Without budging, without uttering a word or making a single peep, his father listened with the full and complete attention of someone who, more than listening, is in fact seeing what is being told. But at a certain point, at a point that must have coincided with the mention of a bull’s-eye, inside a bull’s-eye, he began to repeat over the top of his son’s words, as if they were a counterpoint to them, the exact sentences from the newspaper he had just read, again and again. The perpetrator, the perpetrator of the assassination, he repeated more than anything else, he was the perpetrator of the assassination, and he said it as if he were not only saying the words but putting himself inside them in order to have been within what they were saying, as if he had immersed himself in their language to such an extent and become one with them to such a point that he could have actually been in the place where the events unfolded and even been, himself, what was done.
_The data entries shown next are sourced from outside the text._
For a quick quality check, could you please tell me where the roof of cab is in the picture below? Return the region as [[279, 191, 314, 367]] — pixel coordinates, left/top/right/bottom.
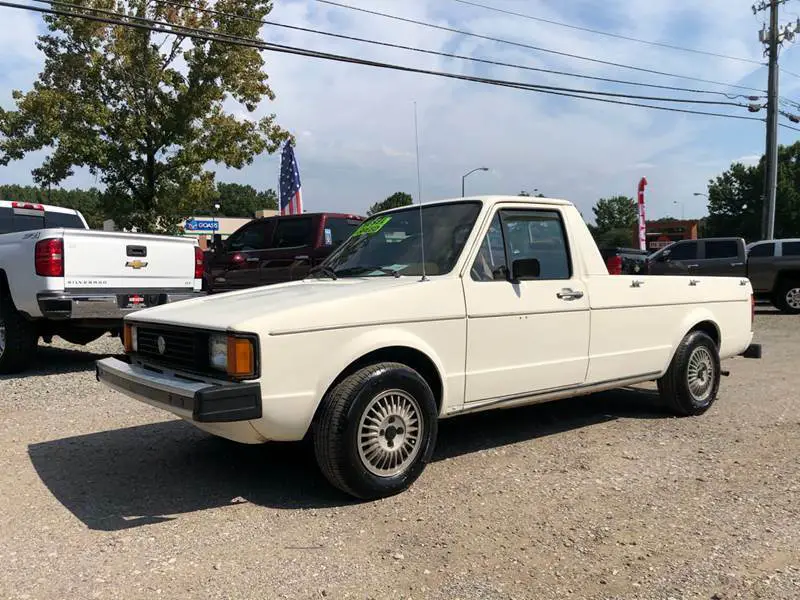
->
[[0, 200, 78, 215], [378, 195, 573, 214]]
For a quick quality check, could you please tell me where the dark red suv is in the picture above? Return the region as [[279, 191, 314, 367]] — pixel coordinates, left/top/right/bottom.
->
[[204, 213, 364, 294]]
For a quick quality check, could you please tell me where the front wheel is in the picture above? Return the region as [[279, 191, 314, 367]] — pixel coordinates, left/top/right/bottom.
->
[[313, 363, 438, 500], [774, 281, 800, 315], [658, 331, 721, 416]]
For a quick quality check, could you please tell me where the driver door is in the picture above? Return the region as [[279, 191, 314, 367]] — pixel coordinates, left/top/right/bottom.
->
[[462, 207, 590, 403]]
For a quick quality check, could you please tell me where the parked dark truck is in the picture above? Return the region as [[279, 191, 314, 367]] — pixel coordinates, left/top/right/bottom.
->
[[648, 238, 800, 314], [204, 213, 364, 294]]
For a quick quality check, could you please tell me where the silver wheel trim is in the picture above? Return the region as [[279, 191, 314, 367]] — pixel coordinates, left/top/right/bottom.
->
[[356, 390, 425, 477], [786, 287, 800, 310], [686, 346, 716, 403]]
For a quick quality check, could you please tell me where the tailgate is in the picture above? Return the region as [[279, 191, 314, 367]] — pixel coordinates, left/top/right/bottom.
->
[[64, 230, 195, 292]]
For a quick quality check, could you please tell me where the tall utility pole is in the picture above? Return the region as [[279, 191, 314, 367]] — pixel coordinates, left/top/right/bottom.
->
[[761, 0, 779, 240]]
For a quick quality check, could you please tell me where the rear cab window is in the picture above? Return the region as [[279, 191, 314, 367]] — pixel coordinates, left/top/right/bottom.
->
[[0, 207, 86, 234], [705, 240, 739, 260]]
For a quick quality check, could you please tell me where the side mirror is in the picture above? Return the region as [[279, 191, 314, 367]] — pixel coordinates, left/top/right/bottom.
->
[[511, 258, 541, 283]]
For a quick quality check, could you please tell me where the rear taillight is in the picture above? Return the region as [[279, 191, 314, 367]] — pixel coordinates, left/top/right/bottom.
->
[[606, 256, 622, 275], [194, 246, 205, 279], [34, 238, 64, 277]]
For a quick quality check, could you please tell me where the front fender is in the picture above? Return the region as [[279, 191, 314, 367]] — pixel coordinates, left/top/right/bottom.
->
[[316, 327, 450, 418]]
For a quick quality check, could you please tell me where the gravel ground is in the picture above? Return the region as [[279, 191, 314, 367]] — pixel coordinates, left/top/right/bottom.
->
[[0, 310, 800, 600]]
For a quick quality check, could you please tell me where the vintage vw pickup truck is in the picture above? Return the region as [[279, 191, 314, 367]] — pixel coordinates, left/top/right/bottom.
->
[[97, 196, 761, 499]]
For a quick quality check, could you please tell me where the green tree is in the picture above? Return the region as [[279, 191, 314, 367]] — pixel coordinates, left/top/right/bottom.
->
[[0, 0, 289, 232], [367, 192, 414, 216], [198, 183, 278, 218], [592, 196, 638, 237]]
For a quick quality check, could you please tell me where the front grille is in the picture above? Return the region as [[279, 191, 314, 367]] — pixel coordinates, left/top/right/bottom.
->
[[136, 327, 211, 373]]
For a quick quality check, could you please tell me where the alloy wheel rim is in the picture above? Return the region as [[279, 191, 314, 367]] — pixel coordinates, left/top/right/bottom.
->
[[686, 346, 716, 403], [786, 288, 800, 310], [358, 390, 424, 477]]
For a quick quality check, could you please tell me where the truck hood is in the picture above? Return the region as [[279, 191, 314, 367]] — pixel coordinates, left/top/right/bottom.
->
[[126, 277, 465, 334]]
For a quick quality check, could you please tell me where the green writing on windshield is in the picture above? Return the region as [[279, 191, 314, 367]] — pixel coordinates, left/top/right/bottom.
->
[[353, 217, 392, 235]]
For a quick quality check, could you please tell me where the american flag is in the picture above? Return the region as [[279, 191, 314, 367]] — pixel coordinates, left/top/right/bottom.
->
[[280, 142, 303, 215]]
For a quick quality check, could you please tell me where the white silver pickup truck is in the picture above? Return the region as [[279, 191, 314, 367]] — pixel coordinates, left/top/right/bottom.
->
[[0, 201, 203, 373], [97, 196, 761, 498]]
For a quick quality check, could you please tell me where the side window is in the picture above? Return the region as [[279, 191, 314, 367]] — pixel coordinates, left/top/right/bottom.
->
[[322, 217, 361, 248], [470, 213, 508, 281], [274, 217, 313, 248], [228, 221, 272, 252], [781, 242, 800, 256], [706, 240, 739, 258], [748, 242, 772, 258], [669, 242, 697, 260], [501, 210, 572, 280]]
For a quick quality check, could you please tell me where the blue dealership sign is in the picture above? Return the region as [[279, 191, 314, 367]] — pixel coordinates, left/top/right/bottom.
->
[[183, 219, 219, 231]]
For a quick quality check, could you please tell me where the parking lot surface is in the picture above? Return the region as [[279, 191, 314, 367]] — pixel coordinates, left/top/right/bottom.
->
[[0, 309, 800, 600]]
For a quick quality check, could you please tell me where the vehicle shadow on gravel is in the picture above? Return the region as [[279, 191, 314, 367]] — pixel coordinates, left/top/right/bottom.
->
[[0, 346, 122, 381], [28, 390, 667, 531]]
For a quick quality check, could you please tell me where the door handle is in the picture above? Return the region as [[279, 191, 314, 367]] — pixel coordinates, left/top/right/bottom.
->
[[556, 288, 583, 300]]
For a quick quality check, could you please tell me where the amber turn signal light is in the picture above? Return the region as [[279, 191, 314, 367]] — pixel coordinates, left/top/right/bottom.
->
[[228, 337, 256, 377]]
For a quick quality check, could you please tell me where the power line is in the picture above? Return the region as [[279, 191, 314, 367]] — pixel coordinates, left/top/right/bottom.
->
[[316, 0, 764, 92], [453, 0, 764, 67], [0, 0, 763, 121], [148, 0, 761, 101]]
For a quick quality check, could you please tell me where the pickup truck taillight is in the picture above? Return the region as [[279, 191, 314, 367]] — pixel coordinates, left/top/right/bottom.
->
[[194, 246, 205, 279], [34, 238, 64, 277], [606, 256, 622, 275]]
He must have been waiting there — he said suddenly with a look in his eyes that seemed to have no need to look in order to see everything — in the bathrooms or the hallway, just as he must have waited there before, on other days, blending in and hiding himself in the chaos of students, and he must have seen that day, like the others, that after a certain time there were fewer and fewer people left in most of the offices, and especially in the hallways, but that the professor nevertheless, like every other day, went on working all the same in his office, night already fallen, the building finally quiet, the hum, now only of the city, on the other side of the glass, all alone, as usual, in the silent light of his lamp, until the time the building would close. And when a long time had gone by without him seeing anyone, without anyone coming to his office to consult with him or talk to him about anything, and the humming of the fluorescent lights in the hall was the only sound you could hear, unless his own heart was beating, which I doubt, then it was he who approached the half-open door, who rapped on the door; knock-knock, knock-knock , the poor man inside would hear, and he would say come in, please come in, have a seat, don’t just stand there, mostly likely without yet raising his eyes from the work he was doing — one more paragraph, one more sentence, one word to try to understand something more about the world, to try to make some order out of it. But once he felt the presence, standing in front him, of the person he’d invited in, his figure only barely lit by the desk lamp shining its light onto the open books and the loose pages he was writing on, he would raise his eyes fully and then he would see, with a shock more chilling than anything he would have ever felt in his entire life, the outline of the individual and the shadow of the pistol that were taking him at that exact moment to the next life, the flash of the gunshots, two to the chest and another, with him now slumped over his writings, to the back of the neck — two to the chest and another, with him now slumped over, to the back of the neck, he repeated — and the shadow of the eyes of that person who was my son and had decided, he or whoever it was, like a God, and at the same time like the most imbecile of fools, to take him from this world forever.